The Clerk’s Office and the Office of the Secretary of the Senate also discussed their progress on a pilot for making the House’s comparative print suite platform available in the Senate, which has gathered positive user feedback so far. We hope to someday see the results of the comparative print suite—comparing introduced legislation against changes to the U.S. code—included on Congress.gov.
The Secretary of the Senate has finalized a report on how to move forward with its portion of the Congressional Video Project. House and Senate partners are still working out a uniform way to publicly host floor video that will be easy to maintain. Both chambers and the Library of Congress have committed to providing historical floor proceedings on a player that can be embedded in Congress.gov, with video hosting and preservation issues coming into play. We have also encouraged the inclusion of additional House and Senate committee videos on Congress.gov.

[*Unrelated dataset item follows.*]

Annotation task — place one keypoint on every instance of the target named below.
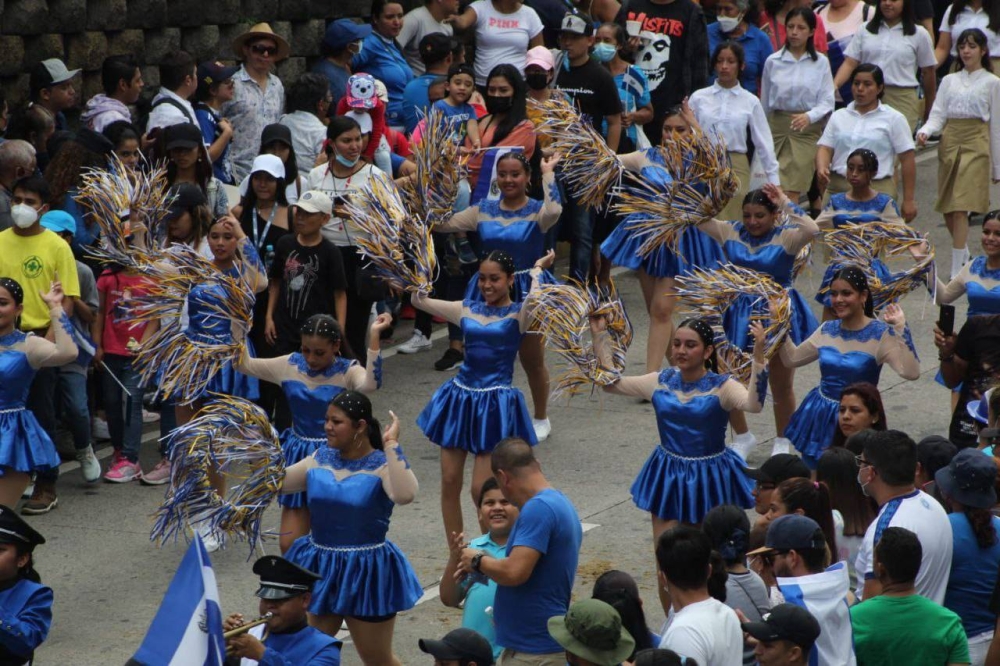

The Library of Congress discussed its ongoing user experience research project for Congress.gov, which it will use to improve the site. It completed a round of user interviews in November and December and will conduct an additional round in the early spring. People interested in participating in that next round can email user-research-info@loc.gov to sign up.
Notably, the Library will share the annual report from the Congress.gov team around the same time. The annual report from the Congress.gov team is a big deal and we are very pleased to see the Library willing to preliminarily discuss the report in public at this meeting. The Library detailed breaking out projects by efforts in progress, those it’s deferring for data partners, and those to explore “resource permitting.” We’d strongly encourage the Library, for its efforts in progress, to provide a rough timeline for completion, even if it is short term, medium term, and long term. We’d also encourage the Library, for those requested projects it is looking to data partners to fulfill, to explore what steps the Library could take to clean up already-existing data generated by data partners or to draw from where civil society has already implemented a solution.